Starting April 8, 2014, the Internet is buzzing with concerns and questions about the "Heartbleed Bug" and how it affects us. This article was written to help our customers understand what this vulnerability is and how it affects the users of PKard Reader.

What is the Heartbleed Bug?

Here's how heartbleed.com describes the bug:

The Heartbleed Bug is a serious vulnerability in the popular OpenSSL cryptographic software library. This weakness allows stealing the information protected, under normal conditions, by the SSL/TLS encryption used to secure the Internet. SSL/TLS provides communication security and privacy over the Internet for applications such as web, email, instant messaging (IM) and some virtual private networks (VPNs).

The Heartbleed bug allows anyone on the Internet to read the memory of the systems protected by the vulnerable versions of the OpenSSL software. This compromises the secret keys used to identify the service providers and to encrypt the traffic, the names and passwords of the users and the actual content. This allows attackers to eavesdrop on communications, steal data directly from the services and users and to impersonate services and users.

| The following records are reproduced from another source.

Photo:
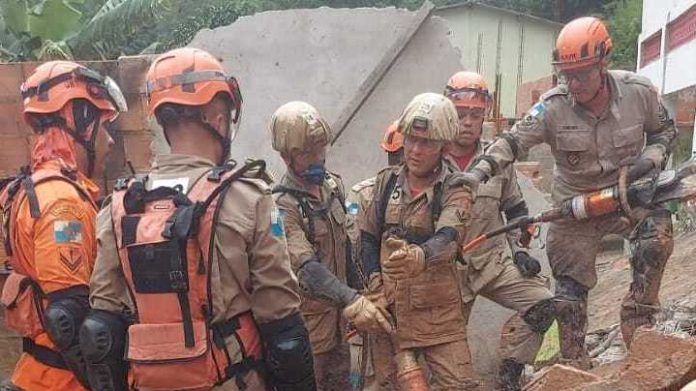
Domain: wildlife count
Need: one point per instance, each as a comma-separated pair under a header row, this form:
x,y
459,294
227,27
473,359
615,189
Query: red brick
x,y
138,149
560,378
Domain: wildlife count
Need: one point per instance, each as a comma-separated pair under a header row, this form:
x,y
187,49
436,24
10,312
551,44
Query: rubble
x,y
559,378
656,361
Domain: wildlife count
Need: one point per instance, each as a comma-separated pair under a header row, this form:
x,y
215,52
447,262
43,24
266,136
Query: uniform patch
x,y
67,231
352,208
277,228
537,109
171,183
71,258
573,158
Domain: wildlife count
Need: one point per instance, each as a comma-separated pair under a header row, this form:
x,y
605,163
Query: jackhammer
x,y
666,186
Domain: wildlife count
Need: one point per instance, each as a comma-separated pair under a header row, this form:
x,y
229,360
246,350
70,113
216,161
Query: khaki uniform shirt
x,y
589,149
325,225
427,307
251,269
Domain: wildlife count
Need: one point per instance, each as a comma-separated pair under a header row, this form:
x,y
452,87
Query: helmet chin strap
x,y
225,141
600,89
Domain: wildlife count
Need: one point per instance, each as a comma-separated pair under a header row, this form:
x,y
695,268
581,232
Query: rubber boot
x,y
509,375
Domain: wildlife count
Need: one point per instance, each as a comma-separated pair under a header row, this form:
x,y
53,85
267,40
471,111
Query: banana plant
x,y
55,29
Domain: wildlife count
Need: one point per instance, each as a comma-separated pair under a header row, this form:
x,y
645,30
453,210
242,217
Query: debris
x,y
560,378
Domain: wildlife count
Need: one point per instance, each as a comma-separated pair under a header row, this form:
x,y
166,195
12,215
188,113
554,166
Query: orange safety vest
x,y
165,241
22,297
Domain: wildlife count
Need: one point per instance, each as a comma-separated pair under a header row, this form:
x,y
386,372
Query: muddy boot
x,y
509,375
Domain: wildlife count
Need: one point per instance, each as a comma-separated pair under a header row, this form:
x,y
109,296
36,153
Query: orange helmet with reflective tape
x,y
189,77
583,41
393,140
468,89
55,83
73,98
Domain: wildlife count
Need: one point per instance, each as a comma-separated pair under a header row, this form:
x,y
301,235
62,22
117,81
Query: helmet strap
x,y
600,89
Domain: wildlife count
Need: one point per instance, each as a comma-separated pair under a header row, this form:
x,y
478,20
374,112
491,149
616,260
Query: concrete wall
x,y
494,41
673,69
132,128
322,56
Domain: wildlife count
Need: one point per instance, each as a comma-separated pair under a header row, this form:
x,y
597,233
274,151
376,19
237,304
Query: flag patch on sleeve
x,y
67,231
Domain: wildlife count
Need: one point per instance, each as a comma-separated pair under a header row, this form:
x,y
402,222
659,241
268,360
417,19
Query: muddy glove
x,y
406,262
641,167
469,180
366,316
528,265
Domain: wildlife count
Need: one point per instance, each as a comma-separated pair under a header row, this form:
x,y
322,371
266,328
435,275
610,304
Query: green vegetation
x,y
107,29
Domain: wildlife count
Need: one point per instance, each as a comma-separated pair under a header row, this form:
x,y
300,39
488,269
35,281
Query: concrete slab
x,y
322,56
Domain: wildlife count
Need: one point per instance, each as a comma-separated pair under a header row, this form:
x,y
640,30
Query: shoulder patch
x,y
67,231
369,182
559,90
277,228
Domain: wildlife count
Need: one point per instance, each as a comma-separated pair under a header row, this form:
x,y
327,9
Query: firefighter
x,y
192,271
48,215
602,125
502,270
372,354
410,232
311,200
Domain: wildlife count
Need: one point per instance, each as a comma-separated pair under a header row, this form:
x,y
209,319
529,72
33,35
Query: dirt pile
x,y
655,361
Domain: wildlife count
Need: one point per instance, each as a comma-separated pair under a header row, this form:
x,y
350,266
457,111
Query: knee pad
x,y
570,296
102,338
652,241
540,316
289,358
62,319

Does PKard Reader use OpenSSL?

Yes.

Is the OpenSSL in PKard Reader vulnerable to the Heartbleed bug?

Yes. PKard Reader includes a version of OpenSSL that includes the Heartbleed bug.

I've read that private keys can be accessed by exploiting this bug. Can that happen with PKard Reader?

No. A user's private key is kept on their smart card (CAC/PIV). The private key can never be retrieved from the card.

I've read that username/password credentials can be accessed by exploiting this bug. Can that happen with PKard Reader?

If you use PKard Reader to access a password-protected site and then were duped into visiting a malicious site, the username and password may be retrievable. However, our users use smart cards for validation -- in that case, no username or password exists.

Is Thursby Software planning to make any changes based on information about this vulnerability?

While we think the possibility of abuse of our product is minimal (for the reasons given above), we're including an updated version of OpenSSL in our next PKard Reader release.

What can I do to minimize the possibility that I'm a target of this type of hack?

When you visit a site using PKard Reader, we attempt to verify all SSL certificates before continuing the SSL communication. If that verification fails, you'll see this error message:

When you see this error, make sure that the site is really something you wish to visit before clicking the "Continue" button. If you're unsure, click "Cancel".

Where can I learn about Heartbleed?

One of the most useful sites I've found about the Heartbleed bug is heartbleed.com.


Carl Ketterling
Director Customer Support

UPDATE:

On May 05, 2014, an update was provided for the PKard Reader app that corrects the Heartbleed Bug. If you're a PKard Reader user, please update to version 2.1.1.